7 Recipes I Made While Social-Distancing

Every day since the California state-wide “shelter” has started has felt the same. It feels like there is so much time in a day and, at the same time, not enough time to get anything done. Some days, I am super productive; others, I lay in bed and alternate between Twitter, Instagram, Snapchat, and, eventually, my email accounts. About two weeks into my social distancing, I noticed how isolation and free-time has led many people to discovering or expanding their creative abilities, so I thought I might as well experiment and figure out what hobby I could excel at during my time at home. Unfortunately, I came to the conclusion that I will never be a professional MUA or a viral Tik Tok dancer (insert big sad face) but I did reassure myself that I am actually a more-than-decent chef. Following this realization, my days have been filled with cooking some of my fav recipes and experimenting with new ones I’ve been eager to try for a while or have recently gone viral. 

 

Here are 7 things I’ve made while practicing social distancing and how they were for me! Most of these recipes were made with things I already had at home or are generally in high supply at most grocery stores during this time. I hope you enjoy!:

  1. 1. Dalgona Coffee (Tik Tok Coffee)

    dalgona coffee

    If you’re an avid Tik Tok viewer, like myself, I am sure you have seen this coffee trend all over your FYP. I love coffee and tend to prefer it on the sweeter side so I thought this recipe would be perfect. 

    What you’ll need: a cup of your choosing, something to stir with, Instant coffee, sugar, your favorite kind of milk, and hot water. 
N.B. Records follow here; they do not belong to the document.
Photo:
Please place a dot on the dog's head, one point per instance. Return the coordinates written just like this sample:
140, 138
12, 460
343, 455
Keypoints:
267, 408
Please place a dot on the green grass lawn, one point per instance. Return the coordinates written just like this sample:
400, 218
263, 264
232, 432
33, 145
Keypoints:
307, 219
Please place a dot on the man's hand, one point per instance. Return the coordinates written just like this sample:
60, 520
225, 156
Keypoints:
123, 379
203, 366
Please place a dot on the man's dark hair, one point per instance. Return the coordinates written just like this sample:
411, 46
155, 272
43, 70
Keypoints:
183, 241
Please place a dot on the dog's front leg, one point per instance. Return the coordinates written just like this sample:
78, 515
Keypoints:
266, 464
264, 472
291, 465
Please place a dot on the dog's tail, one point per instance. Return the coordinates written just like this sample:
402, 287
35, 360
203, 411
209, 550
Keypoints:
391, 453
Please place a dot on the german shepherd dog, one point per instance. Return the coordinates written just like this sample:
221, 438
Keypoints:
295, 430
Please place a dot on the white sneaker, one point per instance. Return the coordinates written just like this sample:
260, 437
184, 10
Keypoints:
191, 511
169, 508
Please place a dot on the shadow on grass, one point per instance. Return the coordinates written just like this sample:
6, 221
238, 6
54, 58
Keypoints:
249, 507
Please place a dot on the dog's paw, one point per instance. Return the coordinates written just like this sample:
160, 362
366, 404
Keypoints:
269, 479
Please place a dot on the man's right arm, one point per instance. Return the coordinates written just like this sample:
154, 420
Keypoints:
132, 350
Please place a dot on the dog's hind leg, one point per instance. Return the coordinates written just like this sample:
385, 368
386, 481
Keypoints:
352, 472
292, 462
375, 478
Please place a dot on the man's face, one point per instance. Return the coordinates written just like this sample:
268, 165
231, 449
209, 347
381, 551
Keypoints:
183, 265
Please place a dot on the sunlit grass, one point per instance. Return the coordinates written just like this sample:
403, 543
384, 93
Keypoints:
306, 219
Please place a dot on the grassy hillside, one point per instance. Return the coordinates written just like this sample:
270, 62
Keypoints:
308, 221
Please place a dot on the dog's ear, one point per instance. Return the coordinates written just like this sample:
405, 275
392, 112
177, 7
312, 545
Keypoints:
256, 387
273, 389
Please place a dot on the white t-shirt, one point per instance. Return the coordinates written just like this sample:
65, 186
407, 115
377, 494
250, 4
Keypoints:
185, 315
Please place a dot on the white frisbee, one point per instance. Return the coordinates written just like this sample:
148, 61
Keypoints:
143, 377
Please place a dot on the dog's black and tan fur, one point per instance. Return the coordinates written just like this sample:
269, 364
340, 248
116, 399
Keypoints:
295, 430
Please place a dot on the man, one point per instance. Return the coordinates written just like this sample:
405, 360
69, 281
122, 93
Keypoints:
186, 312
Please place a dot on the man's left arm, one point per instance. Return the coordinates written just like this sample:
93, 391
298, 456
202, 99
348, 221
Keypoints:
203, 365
    What I did: Now I probably made this coffee drink about four or five times since discovering it and tweaked it each time until it was my own and something I really liked! In my favorite version, I started by making some coffee and let it cool on the side. I used a keurig, so I was able to make a small cup. This first part isn’t necessary but I like coffee and wanted my drink to be a little more coffee based. Now for the fluffy coffee mix. To make one serving, I put 2 tablespoons of instant coffee in a tall glass followed by 2½ tablespoons of sugar. I then added 2 tablespoons of hot water. (I got mine from a keurig but you can also use hot water straight from the sink.) After this, I took a whisk, placed it in the cup, and then rolled the whisk between my hands at a fast pace for about 12-15 minutes. You know it’s done when the mixture is a caramel-y color and forms stiff peaks when you remove the whisk. To finish off I poured in my coffee from earlier and some almond milk, added ice, and stirred it all up.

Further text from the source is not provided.